Place:     Port Adelaide Boatyards

Searles Boatyard, A MacFarlane & Sons, Central Slipping Company, Jenkins Street, Port Adelaide.

 

Threat: Destruction and complete loss of heritage values 

 

 

Photo - National Trust of Australia (SA)

 

Significance:

Port Adelaide is South Australia’s oldest and most significant port. Boatbuilding has been carried out in the vicinity of Jenkins Street for over 170 years. Technological change has made most of Port Adelaide’s maritime industries redundant and 52 hectares of waterfront land are being redeveloped for high density housing. The three surviving boatyards are traditional industries which are central to the identity and history of the port.
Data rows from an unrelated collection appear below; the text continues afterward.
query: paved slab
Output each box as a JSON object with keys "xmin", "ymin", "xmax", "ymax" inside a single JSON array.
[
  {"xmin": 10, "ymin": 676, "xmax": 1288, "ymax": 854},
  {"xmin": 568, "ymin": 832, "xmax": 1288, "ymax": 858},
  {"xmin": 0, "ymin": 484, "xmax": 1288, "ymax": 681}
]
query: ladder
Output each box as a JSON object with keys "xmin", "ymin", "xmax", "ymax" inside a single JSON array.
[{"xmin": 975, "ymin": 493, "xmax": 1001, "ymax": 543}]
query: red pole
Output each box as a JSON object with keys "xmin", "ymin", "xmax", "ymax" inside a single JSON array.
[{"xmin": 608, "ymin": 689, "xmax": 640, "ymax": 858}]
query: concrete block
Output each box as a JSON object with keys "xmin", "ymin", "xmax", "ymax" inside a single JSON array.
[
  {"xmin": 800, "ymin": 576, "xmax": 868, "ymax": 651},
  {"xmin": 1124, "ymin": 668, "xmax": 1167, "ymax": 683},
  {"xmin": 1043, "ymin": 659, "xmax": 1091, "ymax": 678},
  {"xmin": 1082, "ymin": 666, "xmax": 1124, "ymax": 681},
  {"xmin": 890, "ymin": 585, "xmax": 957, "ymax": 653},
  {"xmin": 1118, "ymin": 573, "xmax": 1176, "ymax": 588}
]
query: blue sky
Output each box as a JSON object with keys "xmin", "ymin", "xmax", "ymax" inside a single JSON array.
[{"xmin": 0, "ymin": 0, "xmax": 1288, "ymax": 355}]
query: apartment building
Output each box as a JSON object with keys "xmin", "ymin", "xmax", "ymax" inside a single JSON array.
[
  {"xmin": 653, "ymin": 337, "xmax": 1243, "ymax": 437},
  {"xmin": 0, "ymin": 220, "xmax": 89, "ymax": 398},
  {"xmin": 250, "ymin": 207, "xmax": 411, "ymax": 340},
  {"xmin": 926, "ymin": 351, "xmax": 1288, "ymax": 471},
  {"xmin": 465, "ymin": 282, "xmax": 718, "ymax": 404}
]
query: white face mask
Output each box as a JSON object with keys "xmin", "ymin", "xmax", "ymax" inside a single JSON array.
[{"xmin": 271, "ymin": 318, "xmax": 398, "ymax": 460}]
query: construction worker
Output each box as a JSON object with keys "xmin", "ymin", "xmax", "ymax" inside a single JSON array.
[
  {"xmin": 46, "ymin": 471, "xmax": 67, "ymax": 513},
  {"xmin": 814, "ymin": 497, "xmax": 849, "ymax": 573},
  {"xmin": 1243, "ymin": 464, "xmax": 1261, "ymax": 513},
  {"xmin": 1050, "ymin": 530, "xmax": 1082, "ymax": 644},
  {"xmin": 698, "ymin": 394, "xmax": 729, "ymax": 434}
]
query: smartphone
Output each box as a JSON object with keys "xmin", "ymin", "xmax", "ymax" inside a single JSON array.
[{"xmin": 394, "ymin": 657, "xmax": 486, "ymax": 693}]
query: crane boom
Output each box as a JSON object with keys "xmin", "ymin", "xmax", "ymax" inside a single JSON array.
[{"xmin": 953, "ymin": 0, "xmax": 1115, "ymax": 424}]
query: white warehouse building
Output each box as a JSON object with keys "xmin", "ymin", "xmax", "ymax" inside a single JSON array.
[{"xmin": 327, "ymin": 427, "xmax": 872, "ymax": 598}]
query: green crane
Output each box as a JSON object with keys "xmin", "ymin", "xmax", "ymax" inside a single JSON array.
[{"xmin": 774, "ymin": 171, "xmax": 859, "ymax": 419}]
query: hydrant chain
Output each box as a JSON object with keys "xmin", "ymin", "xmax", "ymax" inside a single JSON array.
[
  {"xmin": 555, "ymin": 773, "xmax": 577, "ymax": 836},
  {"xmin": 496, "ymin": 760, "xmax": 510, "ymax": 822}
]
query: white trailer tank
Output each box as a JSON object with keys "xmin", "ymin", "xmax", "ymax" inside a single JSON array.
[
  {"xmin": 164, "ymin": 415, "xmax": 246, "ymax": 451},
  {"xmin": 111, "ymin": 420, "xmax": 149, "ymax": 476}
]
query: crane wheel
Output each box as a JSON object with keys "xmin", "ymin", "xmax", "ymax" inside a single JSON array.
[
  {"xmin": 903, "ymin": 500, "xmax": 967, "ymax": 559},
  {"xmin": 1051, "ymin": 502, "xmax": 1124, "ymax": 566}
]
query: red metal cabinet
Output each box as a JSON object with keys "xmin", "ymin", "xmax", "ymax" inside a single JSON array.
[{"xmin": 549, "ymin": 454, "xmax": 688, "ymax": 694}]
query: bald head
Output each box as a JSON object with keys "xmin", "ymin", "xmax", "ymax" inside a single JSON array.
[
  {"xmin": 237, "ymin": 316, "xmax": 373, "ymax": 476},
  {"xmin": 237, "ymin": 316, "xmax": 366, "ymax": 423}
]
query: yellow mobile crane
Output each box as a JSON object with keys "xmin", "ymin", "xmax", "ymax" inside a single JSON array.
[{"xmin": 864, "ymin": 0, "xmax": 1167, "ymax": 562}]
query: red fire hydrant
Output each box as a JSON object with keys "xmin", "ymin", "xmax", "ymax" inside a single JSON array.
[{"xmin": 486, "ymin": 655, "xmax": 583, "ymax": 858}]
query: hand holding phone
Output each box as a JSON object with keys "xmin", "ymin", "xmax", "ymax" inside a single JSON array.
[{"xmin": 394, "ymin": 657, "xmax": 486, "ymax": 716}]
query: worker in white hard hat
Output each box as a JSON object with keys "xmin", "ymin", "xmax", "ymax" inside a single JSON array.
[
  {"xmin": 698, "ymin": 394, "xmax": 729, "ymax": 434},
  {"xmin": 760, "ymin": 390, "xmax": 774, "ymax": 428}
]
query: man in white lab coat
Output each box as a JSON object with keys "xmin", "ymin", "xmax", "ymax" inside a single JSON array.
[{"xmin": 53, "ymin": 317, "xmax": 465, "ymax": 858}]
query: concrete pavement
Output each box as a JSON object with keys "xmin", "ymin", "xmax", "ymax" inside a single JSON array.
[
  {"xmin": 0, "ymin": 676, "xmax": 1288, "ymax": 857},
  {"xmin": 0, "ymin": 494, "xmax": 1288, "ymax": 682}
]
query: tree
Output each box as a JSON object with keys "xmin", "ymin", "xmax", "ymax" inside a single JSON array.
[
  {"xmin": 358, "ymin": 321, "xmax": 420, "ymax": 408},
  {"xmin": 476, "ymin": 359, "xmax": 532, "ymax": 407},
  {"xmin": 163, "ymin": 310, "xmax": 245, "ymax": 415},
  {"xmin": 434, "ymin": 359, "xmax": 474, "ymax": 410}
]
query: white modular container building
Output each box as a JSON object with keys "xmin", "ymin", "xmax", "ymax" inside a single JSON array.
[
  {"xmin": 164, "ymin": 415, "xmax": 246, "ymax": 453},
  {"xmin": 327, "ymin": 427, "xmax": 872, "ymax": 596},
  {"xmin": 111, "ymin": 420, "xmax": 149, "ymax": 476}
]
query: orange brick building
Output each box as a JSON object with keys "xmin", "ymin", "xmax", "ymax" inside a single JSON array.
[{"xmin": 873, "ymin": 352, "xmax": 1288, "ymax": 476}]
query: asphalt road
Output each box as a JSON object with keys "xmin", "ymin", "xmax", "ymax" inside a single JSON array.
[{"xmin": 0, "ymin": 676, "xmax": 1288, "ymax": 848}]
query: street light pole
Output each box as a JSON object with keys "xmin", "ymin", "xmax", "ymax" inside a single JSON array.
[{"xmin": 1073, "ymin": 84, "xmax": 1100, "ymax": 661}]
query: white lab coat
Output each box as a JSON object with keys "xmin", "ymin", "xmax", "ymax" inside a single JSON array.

They are living heritage where the vanishing skill of wooden boat building is still practised using historic tools and instruments in a place where boats have been built since the European settlement of South Australia.

 

Perplexingly, the SA Heritage Council recently determined that the boatyards could not be considered of State Heritage significance because the Heritage Places Act did not allow use to be considered in determining significance and if the yards ceased to be used for building boats the structures alone did not meet their criteria for listing.

 

 

Threat:

The Land Management Corporation, an agency of the South Australian government has given the boat builders notice to quit the premises by 30th June, 2008. It is understood the boatyards will then be demolished, although the developers have no plans approved for the site and, it is understood, do not intend redeveloping the land for another five years.

 

 

Action Required:

A group of eminent Australians including yachtsman Sir James Hardy, architect Professor Philip Cox and conservationist Jack Mundey have written to the Premier Mike Rann requesting that the boatyards be given another year of operation so that their significance can be properly assessed and design concepts developed to allow them to be incorporated into the development masterplan in a creative, enlightened and vibrant way.